Al contrario, il discorso culturale conduce ai campi lisergici del simbolo. Dove i dotti si esercitano in retrospettive anedottiche per sostanziare conclusioni già formate e agli incolti - come si diceva di un celebre lassativo - basta la parola. Fino a pochi anni fa erano i giudei a minacciare il mondo, oggi va di moda l'Islam, domani potrebbe toccare ai cristiani. Chi? Quali? Tutti cioè Uno: il simbolo che se li mette in pancia. L'allergia del pensiero simbolico alla realtà è anche la sua missione, sicché i discorsi che vi si ispirano finiscono per ricamare aria sulle nuvole chiosando rappresentazioni e ologrammi che esistono solo nel cloud immaginativo delle masse. Anche quest'anno si ripresenta come un herpes il problema dei simboli natalizi che offenderebbero la sensibilità islamica. Dove invece di chiedere agli interessati li si utilizza per schermare il nichilismo tutto nostrano di chi vorrebbe emendare la propria personale inadeguatezza azzerando la civiltà a cui appartiene, per consegnarsi a un futuro che non esiste. Surreale è anche la questione se esista un Islam moderato. Perché chi la pone ha già evidentemente stabilito che esso è ontologicamente estremo (?) laddove non assunto in modiche dosi, come l'alcool o le sigarette. E perché - proprio come in politica - le etichette centriste di "moderato" ed "estremo" evitano accuratamente di sostanziarsi in una definizione che corrisponda agli atti, così da agganciare la suggestione etica di ciascuno. Più semplicemente, se chi scrive accettasse questo megasimbolo da 1,6 miliardi di individui si ritroverebbe egli stesso in compagnia di questo o questo signore.

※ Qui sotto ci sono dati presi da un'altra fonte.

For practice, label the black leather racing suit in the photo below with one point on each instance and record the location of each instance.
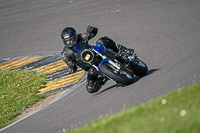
(94, 80)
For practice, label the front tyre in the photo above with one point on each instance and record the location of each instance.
(119, 77)
(139, 68)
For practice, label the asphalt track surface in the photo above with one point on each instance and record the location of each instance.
(164, 33)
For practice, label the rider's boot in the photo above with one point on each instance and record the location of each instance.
(124, 49)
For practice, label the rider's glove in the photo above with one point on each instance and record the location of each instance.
(72, 67)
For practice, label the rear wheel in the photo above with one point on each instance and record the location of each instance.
(120, 77)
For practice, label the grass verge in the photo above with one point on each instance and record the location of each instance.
(18, 90)
(175, 112)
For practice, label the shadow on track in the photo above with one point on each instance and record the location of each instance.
(136, 79)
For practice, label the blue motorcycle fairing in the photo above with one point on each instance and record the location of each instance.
(79, 47)
(99, 47)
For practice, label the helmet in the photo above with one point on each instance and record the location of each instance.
(69, 36)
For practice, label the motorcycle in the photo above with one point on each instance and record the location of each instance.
(119, 67)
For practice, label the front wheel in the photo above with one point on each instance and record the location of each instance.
(120, 77)
(139, 68)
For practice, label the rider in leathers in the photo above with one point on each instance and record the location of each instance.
(70, 37)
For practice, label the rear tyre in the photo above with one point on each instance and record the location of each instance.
(119, 77)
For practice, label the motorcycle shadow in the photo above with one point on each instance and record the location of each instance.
(135, 79)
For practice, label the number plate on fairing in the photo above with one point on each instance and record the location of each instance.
(87, 56)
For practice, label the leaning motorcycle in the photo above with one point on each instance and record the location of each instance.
(119, 67)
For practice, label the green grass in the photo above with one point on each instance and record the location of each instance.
(175, 112)
(18, 90)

Le lotte di classe sono certamente camaleontiche e variegate. E devono esserlo per potersi ogni volta ripresentare più virulente di prima, come i virus che mutano per non farsi riconoscere dagli anticorpi. Per trascinare le masse in guerra servono effigi e bandiere, tanto meglio se grondanti di storia così da coinvolgere anche chi qualche libro l'ha letto. Che poi i padroni del gioco queste effigi se le stampino e se le scambino come le figurine Panini, è un dettaglio tecnico che non ci deve riguardare.
(P.S. Il Pedante, da piccolo musicista, di sovrastruttura ci vive. E di identità culturale viviamo tutti. Il delirio sinistro cosmopolita di superamento delle identità e dei confini in quanto, appunto, sovrastruttura, ha condotto i suoi squallidi sacerdoti tra le braccia del Moloch anonimo e transnazionale per eccellenza: il capitale. Con le stesse promesse è stata venduta loro l'integrazione europea - salvo poi riportarli nel recinto di una nuova identità che, in quanto senza radici, si presta assai meglio alle manipolazioni del dominus).
(P.P.S. Il Pedante è anche credente. Se l'uso oppiaceo delle religioni è nei fatti - mentre scrivo le
si sbandiera per portare in guerra almeno due continenti - ciò non riguarda Dio, che sa riconoscere l'odio
anche sotto le misere spoglie dei nostri simboli).